David Amaral

Personal information
- Full name: David Amaral Rodríguez
- Date of birth: 12 October 1958 (age 67)
- Place of birth: Arico, Spain
- Height: 1.76 m (5 ft 9 in)
- Position: Winger

Youth career
- Toscal

Senior career*
- Years: Team / Apps / (Gls)
- 1977–1980: Toscal
- 1980–1990: Tenerife / 254 / (43)
- 1985–1986: → Binéfar (loan) / 29 / (3)
- Total:  / 283+ / (46+)

Managerial career
- Güímar (youth)
- Güímar
- San Andrés
- Arona
- 1995–1996: Realejos
- 1997–1998: Corralejo
- 1998–1999: Gáldar
- 1999–2000: Universidad LP
- 2001–2002: Lanzarote
- 2002–2003: Universidad LP
- 2003–2004: Tenerife
- 2004: Las Palmas
- 2006: Tenerife
- 2006–2007: Cartagena
- 2007–2008: Ponferradina
- 2008–2009: Salamanca
- 2009: Castellón
- 2011: Tenerife
- 2013–2014: Huesca
- 2019: Granadilla (women)

= David Amaral (footballer) =

Spanish footballer and manager

David Amaral Rodríguez (born 12 October 1958) is a Spanish former footballer who played as a left winger. He also worked as a manager.

He spent all of his senior playing career contracted to Tenerife, a club who he coached in three brief spells in the Segunda División. He also led Universidad de Las Palmas, Salamanca and Castellón at that level.

==Playing career==
Amaral was born in Arico, on Tenerife in the Canary Islands. He spent his entire professional career with local CD Tenerife, apart from the 1985–86 season on loan to CD Binéfar in the Segunda División B – who were relegated.

Over four seasons, Amaral amassed Segunda División totals of 113 matches and 13 goals. He scored his first in the competition on 2 October 1983 in a 2–2 home draw against RC Celta de Vigo, after a blunder from the opposition's goalkeeper.

Amaral scored seven times in the 1988–89 campaign as team captain, and Tenerife returned to La Liga for the first time since 1961 after besting Real Betis 4–1 on aggregate in the promotion/relegation playoffs. He never made an appearance in the top flight, however, being forced to retire aged 31 due to a serious injury.

==Coaching career==
After managing several other clubs in the archipelago, Amaral was hired at Tenerife in January 2003, and resigned a year later with the team one point off the second-tier relegation zone. After a few months with rivals UD Las Palmas in the third division, he returned to the second with Tenerife briefly in 2006.

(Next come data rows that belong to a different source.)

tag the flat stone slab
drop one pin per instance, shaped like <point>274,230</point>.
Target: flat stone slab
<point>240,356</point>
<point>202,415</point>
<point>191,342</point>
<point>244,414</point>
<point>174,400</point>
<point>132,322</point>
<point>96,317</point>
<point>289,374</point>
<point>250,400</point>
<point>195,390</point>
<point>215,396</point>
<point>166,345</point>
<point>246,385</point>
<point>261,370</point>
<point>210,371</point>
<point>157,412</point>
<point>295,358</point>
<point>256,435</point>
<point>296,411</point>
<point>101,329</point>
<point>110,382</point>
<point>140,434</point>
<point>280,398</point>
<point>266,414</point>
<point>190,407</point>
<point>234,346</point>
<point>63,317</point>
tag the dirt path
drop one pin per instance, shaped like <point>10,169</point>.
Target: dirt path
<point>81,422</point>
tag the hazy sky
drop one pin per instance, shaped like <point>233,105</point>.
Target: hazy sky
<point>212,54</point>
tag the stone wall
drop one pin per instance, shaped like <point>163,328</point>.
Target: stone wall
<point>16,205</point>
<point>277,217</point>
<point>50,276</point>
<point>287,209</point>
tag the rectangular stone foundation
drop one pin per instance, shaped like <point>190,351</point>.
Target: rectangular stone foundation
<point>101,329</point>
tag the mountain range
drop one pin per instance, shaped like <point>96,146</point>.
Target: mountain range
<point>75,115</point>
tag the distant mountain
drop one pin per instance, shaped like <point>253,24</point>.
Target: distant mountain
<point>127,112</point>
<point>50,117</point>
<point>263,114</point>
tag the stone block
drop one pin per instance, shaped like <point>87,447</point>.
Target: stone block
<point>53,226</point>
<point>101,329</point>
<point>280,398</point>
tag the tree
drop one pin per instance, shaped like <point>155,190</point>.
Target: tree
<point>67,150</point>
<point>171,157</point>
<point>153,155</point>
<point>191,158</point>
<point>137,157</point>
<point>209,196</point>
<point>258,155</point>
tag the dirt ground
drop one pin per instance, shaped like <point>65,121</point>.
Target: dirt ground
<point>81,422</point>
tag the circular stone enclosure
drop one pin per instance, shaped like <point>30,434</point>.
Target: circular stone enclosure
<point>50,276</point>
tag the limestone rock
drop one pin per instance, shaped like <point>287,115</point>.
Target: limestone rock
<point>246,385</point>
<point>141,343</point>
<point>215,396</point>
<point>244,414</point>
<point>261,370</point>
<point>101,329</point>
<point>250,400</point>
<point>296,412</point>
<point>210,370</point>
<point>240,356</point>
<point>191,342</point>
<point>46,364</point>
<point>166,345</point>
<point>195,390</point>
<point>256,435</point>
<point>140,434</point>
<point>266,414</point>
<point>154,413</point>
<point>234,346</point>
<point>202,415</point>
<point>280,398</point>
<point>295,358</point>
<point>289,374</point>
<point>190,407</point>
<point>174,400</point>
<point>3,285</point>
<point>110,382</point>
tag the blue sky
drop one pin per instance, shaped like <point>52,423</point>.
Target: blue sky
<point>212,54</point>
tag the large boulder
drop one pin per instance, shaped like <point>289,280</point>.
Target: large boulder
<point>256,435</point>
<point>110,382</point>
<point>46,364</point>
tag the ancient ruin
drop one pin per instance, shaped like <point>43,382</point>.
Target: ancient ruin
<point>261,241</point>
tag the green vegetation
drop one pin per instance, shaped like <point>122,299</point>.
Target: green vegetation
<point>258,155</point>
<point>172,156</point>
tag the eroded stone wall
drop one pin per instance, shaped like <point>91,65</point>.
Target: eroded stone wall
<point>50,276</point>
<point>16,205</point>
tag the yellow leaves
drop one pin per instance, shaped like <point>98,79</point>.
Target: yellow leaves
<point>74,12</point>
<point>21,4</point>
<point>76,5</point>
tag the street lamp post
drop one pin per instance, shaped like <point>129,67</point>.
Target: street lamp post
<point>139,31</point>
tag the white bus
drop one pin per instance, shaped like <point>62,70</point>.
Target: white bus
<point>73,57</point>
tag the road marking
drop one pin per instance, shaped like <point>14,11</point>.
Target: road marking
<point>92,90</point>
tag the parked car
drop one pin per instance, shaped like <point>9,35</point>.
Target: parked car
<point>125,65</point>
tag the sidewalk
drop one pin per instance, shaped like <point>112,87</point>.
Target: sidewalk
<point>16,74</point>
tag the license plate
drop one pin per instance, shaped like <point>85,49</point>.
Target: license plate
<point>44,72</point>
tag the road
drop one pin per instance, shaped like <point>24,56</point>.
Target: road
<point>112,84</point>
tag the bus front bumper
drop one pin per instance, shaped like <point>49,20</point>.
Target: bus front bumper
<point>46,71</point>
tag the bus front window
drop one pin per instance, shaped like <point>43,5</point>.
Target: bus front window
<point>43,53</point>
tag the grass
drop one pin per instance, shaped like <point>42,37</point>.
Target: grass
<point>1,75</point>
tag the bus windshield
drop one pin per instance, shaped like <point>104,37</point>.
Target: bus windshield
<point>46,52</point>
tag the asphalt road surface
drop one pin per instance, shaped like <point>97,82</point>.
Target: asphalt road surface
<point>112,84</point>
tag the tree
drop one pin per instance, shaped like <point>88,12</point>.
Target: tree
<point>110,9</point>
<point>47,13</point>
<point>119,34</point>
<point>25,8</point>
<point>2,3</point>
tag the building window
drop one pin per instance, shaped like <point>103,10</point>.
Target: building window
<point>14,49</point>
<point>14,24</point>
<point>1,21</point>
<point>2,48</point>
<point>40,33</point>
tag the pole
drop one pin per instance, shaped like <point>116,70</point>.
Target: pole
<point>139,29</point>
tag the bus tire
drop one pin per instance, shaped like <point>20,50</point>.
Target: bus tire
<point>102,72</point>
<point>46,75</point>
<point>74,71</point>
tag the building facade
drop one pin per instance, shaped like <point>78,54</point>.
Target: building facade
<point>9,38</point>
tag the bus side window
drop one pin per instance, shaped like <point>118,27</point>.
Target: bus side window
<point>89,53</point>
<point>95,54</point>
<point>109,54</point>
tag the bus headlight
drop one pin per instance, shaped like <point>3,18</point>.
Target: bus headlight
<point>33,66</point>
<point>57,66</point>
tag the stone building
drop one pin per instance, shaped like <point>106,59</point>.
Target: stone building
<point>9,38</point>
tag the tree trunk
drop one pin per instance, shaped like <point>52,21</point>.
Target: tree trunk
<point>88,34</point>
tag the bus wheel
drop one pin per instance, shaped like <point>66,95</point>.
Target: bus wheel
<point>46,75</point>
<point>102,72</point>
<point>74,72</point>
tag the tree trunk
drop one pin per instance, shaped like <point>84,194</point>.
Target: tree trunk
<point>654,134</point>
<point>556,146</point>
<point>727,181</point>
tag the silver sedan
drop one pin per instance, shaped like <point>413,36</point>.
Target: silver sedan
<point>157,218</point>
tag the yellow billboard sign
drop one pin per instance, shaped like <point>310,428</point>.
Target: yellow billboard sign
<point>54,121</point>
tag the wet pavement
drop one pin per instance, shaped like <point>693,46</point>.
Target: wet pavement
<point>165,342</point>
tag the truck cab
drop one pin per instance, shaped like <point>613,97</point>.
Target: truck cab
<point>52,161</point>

Amaral took his first job outside his native islands in July 2006, with FC Cartagena. He left his position the following January, in protest at roles such as transfer business being assigned to Paco Gómez instead.

In 2007–08, Amaral's SD Ponferradina won their group in division three, but lost the play-off final 2–1 on aggregate to Alicante CF. He missed the first leg of that tie, having been sent off in the semi-final against Mérida UD. In July 2008, he returned to the second tier with UD Salamanca, whom he led to ninth place in his only campaign.

Amaral was appointed by CD Castellón in the same league in June 2009. He was sacked on 13 October with the team in last place, having earned one point from seven games and lost the six others consecutively.

In April 2011, Amaral returned to a Tenerife side seven points into the relegation zone with ten matches left in the second division. Despite having a year left on his contract, he was dismissed in June following their descent.

Amaral returned to football in late September 2013, taking over an SD Huesca side in the zone of relegation to the Tercera División. The following March, he was shown the door.

In May 2019, Amaral ended a five-year hiatus by taking the place of Pier Luigi Cherubino at women's football team UD Granadilla Tenerife.